En réalité, la pseudo-libération sexuelle s’est révélée très vite comme le lieu par excellence d’une nouvelle aliénation et d’un nouveau conformisme. L’injonction à jouir « sans temps mort et sans entraves » délivrée sur les murs de mai 68 n’était en fait qu’une sommation à payer. La révolution sexuelle n’était une libération que dans le sens où l’entendait le libéralisme, c’est-à-dire celui d’une dérégulation apparente qui débouchait en fait sur un nouveau dispositif hyper-normatif de la sexualité et sur une tarification générale des plaisirs qui fit du sexe un marché et des corps une marchandise.
COMMUNICATION&INFLUENCE. La pornographie s’inscrirait, selon vous, dans ce dispositif de contrôle social …

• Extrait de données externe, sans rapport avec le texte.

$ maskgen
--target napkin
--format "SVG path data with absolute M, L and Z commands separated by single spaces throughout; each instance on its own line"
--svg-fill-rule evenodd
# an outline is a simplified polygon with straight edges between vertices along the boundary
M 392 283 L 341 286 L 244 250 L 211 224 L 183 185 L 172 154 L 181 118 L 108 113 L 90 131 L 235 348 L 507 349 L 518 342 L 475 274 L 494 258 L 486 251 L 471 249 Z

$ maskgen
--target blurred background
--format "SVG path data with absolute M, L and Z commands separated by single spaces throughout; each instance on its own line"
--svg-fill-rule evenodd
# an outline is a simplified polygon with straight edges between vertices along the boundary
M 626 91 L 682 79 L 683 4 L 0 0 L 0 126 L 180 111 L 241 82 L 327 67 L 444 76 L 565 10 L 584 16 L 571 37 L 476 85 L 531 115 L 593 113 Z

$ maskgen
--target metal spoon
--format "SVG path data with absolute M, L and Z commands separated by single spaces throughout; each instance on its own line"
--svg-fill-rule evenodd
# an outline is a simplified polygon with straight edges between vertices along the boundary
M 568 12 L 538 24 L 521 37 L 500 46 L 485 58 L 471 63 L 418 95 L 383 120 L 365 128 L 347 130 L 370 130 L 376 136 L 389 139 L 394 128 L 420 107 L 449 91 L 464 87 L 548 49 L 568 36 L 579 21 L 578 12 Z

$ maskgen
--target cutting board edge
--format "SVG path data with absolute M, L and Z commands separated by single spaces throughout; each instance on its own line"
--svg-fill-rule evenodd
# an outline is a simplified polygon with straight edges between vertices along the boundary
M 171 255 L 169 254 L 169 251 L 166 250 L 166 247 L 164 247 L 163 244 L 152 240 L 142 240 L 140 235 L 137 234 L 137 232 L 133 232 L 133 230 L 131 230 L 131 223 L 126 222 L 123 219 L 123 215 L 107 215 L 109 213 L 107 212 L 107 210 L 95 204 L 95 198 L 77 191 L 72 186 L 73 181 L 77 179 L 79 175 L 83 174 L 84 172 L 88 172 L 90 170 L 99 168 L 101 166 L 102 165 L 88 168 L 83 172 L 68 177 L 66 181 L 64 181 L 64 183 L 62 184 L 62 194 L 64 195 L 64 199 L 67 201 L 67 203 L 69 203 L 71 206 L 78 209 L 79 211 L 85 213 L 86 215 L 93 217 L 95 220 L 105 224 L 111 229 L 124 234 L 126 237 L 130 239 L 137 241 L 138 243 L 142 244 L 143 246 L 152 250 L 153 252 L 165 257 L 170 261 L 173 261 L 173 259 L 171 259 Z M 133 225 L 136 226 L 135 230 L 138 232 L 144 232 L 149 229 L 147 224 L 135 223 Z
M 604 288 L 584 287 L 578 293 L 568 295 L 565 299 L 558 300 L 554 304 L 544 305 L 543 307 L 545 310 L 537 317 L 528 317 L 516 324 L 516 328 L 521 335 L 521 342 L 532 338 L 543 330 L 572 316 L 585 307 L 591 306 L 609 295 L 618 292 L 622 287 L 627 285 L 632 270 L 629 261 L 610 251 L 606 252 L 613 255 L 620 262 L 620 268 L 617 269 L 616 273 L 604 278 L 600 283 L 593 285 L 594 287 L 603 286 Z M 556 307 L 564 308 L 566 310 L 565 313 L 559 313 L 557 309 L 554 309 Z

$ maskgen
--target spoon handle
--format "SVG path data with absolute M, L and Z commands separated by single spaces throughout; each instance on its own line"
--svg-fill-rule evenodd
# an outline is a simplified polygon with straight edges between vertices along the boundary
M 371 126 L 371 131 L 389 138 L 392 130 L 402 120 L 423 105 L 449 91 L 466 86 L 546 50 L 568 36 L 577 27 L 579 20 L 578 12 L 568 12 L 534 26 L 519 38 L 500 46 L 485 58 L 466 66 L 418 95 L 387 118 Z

PATRICK BUISSON : En levant la censure sur le cinéma porno, il y a eu de toute évidence de la part de Giscard un calcul politique. « Pendant qu’ils se branlent, ils nous foutent la paix » dira son ministre Michel Poniatowski. La consommation passive et massive d’images obscènes, loin de participer à la libération promise a été promue pour être le nouveau sédatif des classes laborieuses dans une stricte répartition des biens : l’érotisme pour l’élite, la pornographie pour le peuple. Par un détour non prévu par Wilhelm Reich, l’abrutissement par le sexe fut, en quelque sorte, la dernière ruse du capitalisme pour aliéner la conscience ouvrière, détourner le prolétariat des luttes révolutionnaires et conjurer le spectre d’un retour de mai 68 qui terrorisait la bourgeoisie. Soljenitsyne est l’un des premiers à l’avoir compris lorsqu’il écrit : « On asservit les peuples plus facilement avec la pornographie qu’avec des miradors ». Au fond, l’hypersexualisme des années 70 aura inauguré une nouvelle forme de gardiennage de la société. La religion a longtemps rempli cette fonction mais elle était aussi pourvoyeuse de sens et d’intériorité. La question n’est pas tant de savoir si, comme le disait Marx, la religion est l’opium du peuple mais plutôt quelle est la qualité de l’opium que l’on veut offrir au peuple.